While Harris was unavailable for comment on Monday, he did prepare a statement for the media.

“I fully accept the suspension from the coaching staff,” Harris said in an Athletic Department press release. “It was the correct decision. I cannot tell you my disappointment for letting my teammates down and showing the lack of leadership that I normally try to provide.”

Though the Michigan coaches and players haven’t shed much light on the situation, senior forward DeShawn Sims said the suspension was the result of something that could have happened to anyone on the team.

“It’s an incident that happens with everybody,” Sims said. “A situation that can happen sometimes, can escalate to more than what it is. It just happened to be a suspension this time. I’ve had incidences in practice where I was able to resolve them, slip by with something. Until it happens publicly, you never know. A lot of things happen privately in a lot of programs across the country, it just led to a suspension in this one.”

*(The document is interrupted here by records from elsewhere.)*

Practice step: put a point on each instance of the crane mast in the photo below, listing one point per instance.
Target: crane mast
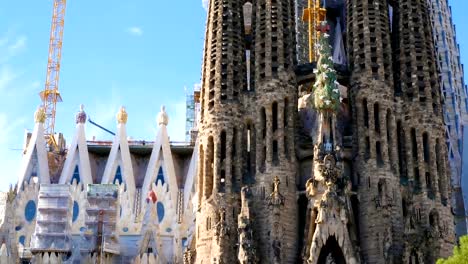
(313, 15)
(51, 95)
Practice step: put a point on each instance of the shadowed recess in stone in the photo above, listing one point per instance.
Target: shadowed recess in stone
(30, 211)
(160, 209)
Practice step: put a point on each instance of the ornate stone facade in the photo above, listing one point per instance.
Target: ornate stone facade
(365, 179)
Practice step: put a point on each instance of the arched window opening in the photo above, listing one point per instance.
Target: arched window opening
(414, 258)
(414, 144)
(200, 174)
(331, 252)
(380, 188)
(263, 160)
(426, 147)
(389, 139)
(367, 150)
(209, 168)
(434, 219)
(285, 117)
(223, 146)
(233, 158)
(263, 121)
(366, 112)
(275, 156)
(405, 208)
(378, 150)
(249, 153)
(376, 118)
(430, 187)
(274, 116)
(440, 172)
(417, 180)
(222, 182)
(401, 151)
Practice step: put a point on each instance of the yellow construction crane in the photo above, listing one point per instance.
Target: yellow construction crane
(313, 15)
(51, 95)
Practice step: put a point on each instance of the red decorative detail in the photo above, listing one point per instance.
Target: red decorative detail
(151, 197)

Beilein said the incident took place late in Friday’s practice, and that altering the team’s gameplan for Purdue, with the team traveling that day, proved to be difficult. He also noted that while leaders are starting to step up for the Wolverines, incidents like this leave him concerned.

“The only thing that’s ever disappointing is inconsistency (in leadership),” Beilein said. “And that’s the major thing you want in leadership is consistency. We’re getting more consistent with it. We’re finding more people there helping, and obviously the coaches have to do a great job with it, too.”

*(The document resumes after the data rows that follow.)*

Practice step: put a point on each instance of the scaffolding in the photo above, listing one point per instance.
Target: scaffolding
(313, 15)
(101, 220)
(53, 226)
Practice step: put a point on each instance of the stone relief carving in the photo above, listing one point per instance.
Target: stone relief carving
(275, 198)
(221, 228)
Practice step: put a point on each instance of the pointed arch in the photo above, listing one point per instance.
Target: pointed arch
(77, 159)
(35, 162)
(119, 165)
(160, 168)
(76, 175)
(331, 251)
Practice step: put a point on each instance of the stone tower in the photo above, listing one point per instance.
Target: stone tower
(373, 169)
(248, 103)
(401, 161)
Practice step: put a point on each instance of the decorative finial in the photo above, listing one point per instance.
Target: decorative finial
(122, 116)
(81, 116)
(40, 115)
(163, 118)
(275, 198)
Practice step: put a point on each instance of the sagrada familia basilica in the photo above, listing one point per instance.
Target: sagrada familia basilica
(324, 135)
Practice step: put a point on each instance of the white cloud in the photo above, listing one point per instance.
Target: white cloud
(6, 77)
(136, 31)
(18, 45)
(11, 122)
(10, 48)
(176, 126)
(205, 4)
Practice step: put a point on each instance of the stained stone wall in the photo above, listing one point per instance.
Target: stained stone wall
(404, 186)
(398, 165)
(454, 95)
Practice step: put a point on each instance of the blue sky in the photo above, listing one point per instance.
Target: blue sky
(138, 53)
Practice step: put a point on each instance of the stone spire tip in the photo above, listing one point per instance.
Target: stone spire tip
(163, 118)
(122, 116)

Last year, when Beilein benched his star against Iowa, Harris returned the next game against No. 16 Purdue and helped lead the Wolverines to a dominant 87-78 win over the Boilermakers at Crisler Arena.

“Manny will come and play probably one of his best games,” Sims said. “He’s going to come out and be exceptional tonight.”

Michigan (3-4 Big Ten, 10-9 overall) hopes Harris will provide a spark, considering that the Spartans have been solid all season. Michigan State (7-0, 17-3) is the only remaining unbeaten team in conference play. The Spartans have lost to just North Carolina and Texas on the road and Florida at a neutral site — all top-tier talent.

And after playing contrasting styles of basketball on the road against Wisconsin and Purdue, once again, Michigan has to adjust and prepare for a team that likes to score fast-break points.

“We went from Wisconsin where you can pass it 25 times and they won’t let you get a good shot to Purdue who will not let you get one pass,” Beilein said. “Now we go back to where it’s a mix between the two. They get baskets two ways, one is their transition game and the other is their great offensive rebounding.”

That could be a concern for an undersized Michigan lineup that has struggled in corralling rebounds all season. The Wolverines allowed their game against Purdue to get out of hand after the Boilermakers picked up seven second-chance opportunities in the first half.

The Spartans are led by junior guard Kalin Lucas, who uses his speed and athleticism to lead the Spartans in scoring, averaging 15.8 points per game.

With the Wolverines hovering around the .500 mark for the season, a trip back to the NCAA Tournament seems like a longshot at best. The team realizes that each game down the stretch is important and that some upset wins are a must if Michigan wants a chance at postseason play.

“We know that we have to come out every time and give our best effort or there won’t be too much shot for a postseason,” Sims said. “Chances are getting very slim. We just have to come out mentally and physically focused each time we play.”